Miles A. Sundermeyer
Department of Physical Oceanography
Massachusetts Institute of Technology / Woods Hole Oceanographic Institution Joint Program
This thesis is written in two parts. The first part deals with the problem of lateral dispersion due to mesoscale eddies in the open ocean, and the interaction between the mesoscale strain and horizontal diffusion on spatial scales less than 10 km. The second and major part examines lateral dispersion over the continental shelf on scales of 100 m to 10 km and over time scales of 1-5 days.

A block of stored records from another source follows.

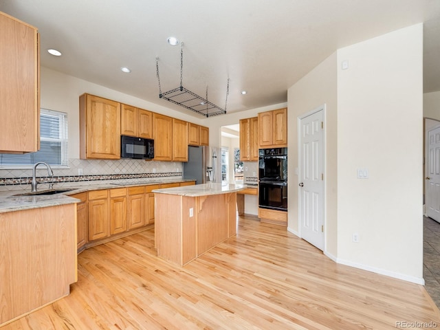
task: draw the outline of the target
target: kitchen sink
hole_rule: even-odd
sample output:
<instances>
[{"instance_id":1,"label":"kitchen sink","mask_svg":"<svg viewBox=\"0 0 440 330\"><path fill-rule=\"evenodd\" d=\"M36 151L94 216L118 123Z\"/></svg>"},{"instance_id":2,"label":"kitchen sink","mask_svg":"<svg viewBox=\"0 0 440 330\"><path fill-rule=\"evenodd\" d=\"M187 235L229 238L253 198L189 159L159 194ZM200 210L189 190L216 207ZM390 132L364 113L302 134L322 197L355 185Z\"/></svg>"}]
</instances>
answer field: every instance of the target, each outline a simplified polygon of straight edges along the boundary
<instances>
[{"instance_id":1,"label":"kitchen sink","mask_svg":"<svg viewBox=\"0 0 440 330\"><path fill-rule=\"evenodd\" d=\"M65 192L67 191L74 190L75 188L59 188L59 189L47 189L47 190L34 191L33 192L23 192L23 194L17 194L14 196L43 196L45 195L55 195Z\"/></svg>"}]
</instances>

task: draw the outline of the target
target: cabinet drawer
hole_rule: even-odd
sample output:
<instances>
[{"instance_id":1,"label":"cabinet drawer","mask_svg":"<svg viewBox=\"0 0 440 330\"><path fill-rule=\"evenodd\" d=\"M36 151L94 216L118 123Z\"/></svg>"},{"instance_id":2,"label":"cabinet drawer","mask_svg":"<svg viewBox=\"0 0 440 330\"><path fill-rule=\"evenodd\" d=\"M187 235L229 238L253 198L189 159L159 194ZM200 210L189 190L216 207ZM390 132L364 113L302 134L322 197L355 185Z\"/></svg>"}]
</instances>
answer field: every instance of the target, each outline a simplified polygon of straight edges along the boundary
<instances>
[{"instance_id":1,"label":"cabinet drawer","mask_svg":"<svg viewBox=\"0 0 440 330\"><path fill-rule=\"evenodd\" d=\"M87 193L85 191L84 192L80 192L79 194L71 195L69 197L76 198L77 199L80 199L82 202L85 201L85 200L87 199Z\"/></svg>"},{"instance_id":2,"label":"cabinet drawer","mask_svg":"<svg viewBox=\"0 0 440 330\"><path fill-rule=\"evenodd\" d=\"M151 190L154 190L155 189L159 189L160 188L160 185L159 184L152 184L151 186L145 186L145 192L151 192Z\"/></svg>"},{"instance_id":3,"label":"cabinet drawer","mask_svg":"<svg viewBox=\"0 0 440 330\"><path fill-rule=\"evenodd\" d=\"M160 188L164 189L165 188L173 188L178 187L180 186L180 184L178 182L173 183L173 184L161 184Z\"/></svg>"},{"instance_id":4,"label":"cabinet drawer","mask_svg":"<svg viewBox=\"0 0 440 330\"><path fill-rule=\"evenodd\" d=\"M107 189L89 191L88 194L89 201L92 201L94 199L102 199L104 198L107 198L109 196Z\"/></svg>"},{"instance_id":5,"label":"cabinet drawer","mask_svg":"<svg viewBox=\"0 0 440 330\"><path fill-rule=\"evenodd\" d=\"M122 197L126 196L126 188L118 188L116 189L110 189L111 197Z\"/></svg>"},{"instance_id":6,"label":"cabinet drawer","mask_svg":"<svg viewBox=\"0 0 440 330\"><path fill-rule=\"evenodd\" d=\"M140 187L130 187L129 188L129 195L140 195L143 194L145 191L145 188L143 186Z\"/></svg>"}]
</instances>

PART I: Lateral Dispersion and the North Atlantic Tracer Release Experiment
Mixing and stirring of Lagrangian particles and a passive tracer were studied by comparison of float and tracer observations from the North Atlantic Tracer Release Experiment. Statistics computed from the NATRE floats were found to be similar to those estimated by Ledwell et al. (1998) from the tracer dispersion. Mean velocities computed from the floats were (u, v) = (-1.2 +/- 0.3, -0.9 +/- 0.2) cm s-1 for the (zonal, meridional) components, and large-scale effective eddy diffusivities were (ke11, ke22) = (1.5 +/- 0.7, 0.7 +/- 0.4) x 103 m2 s-1. The NATRE observations were used to evaluate theoretical models of tracer and particle dispersal. The tracer dispersion observed by Ledwell et al. (1998) was consistent with an exponential growth phase for about the first 6 months and a linear growth at larger times. A numerical model of mesoscale turbulence that was calibrated with float statistics also showed an exponential growth phase of tracer and a reduced growth for longer times. Numerical results further show that Garrett's (1983) theory, relating the effective small-scale diffusivity to the rms strain rate and tracer streak width, requires a scale factor of 2 when the observed growth rate of streak length is used as a measure of the strain rate. This scale factor will be different for different measures of the strain rate, and may also be affected by temporal and spatial variations in the mesoscale strain field.
PART II: Lateral Dispersion over the New England Continental Shelf
Lateral dispersion over the continental shelf was examined using dye studies of the Coastal Mixing and Optics (CMO) program. Four experiments performed at intermediate depths and lasting 3 to 5 days were examined. In some cases, the dye patches remained fairly homogeneous both vertically and horizontally throughout an experiment. In other cases, significant patchiness was observed on scales ranging from 2-10 m vertically and a few hundred meters to a few kilometers horizontally. The observations also showed that the dye distributions were significantly influenced by shearing and straining on scales of 5-10 m in the vertical and 1-10 km in the horizontal. Superimposed on these larger-scale distortions were simultaneous increases in the horizontal second moments of the dye patches, with corresponding horizontal diffusivities based on a Fickian diffusion model of 0.3 to 4.9 m2 s-1. Analysis of the dye data in concert with shear estimates from shipboard ADCP observations showed that the existing paradigms of shear dispersion and dispersion by interleaving water-masses can not account for the observed diffusive spreading of the dye patches. This result suggests that some other mechanisms provided an additional diffusivity of order 0.15 to 4.0 m2 s-1. An alternative mechanism, dispersion by vortical motions caused by the relaxation of diapycnal mixing events, was proposed which could explain the observed dispersion in some cases. Order-of-magnitude estimates of the effective lateral dispersion due to vortical motions showed that this mechanism could account for effective horizontal diffusivities of order 0.01 to 1.1 m2 s-1. The upper range of these estimates were within the range required by the observations for two of the four experiments examined.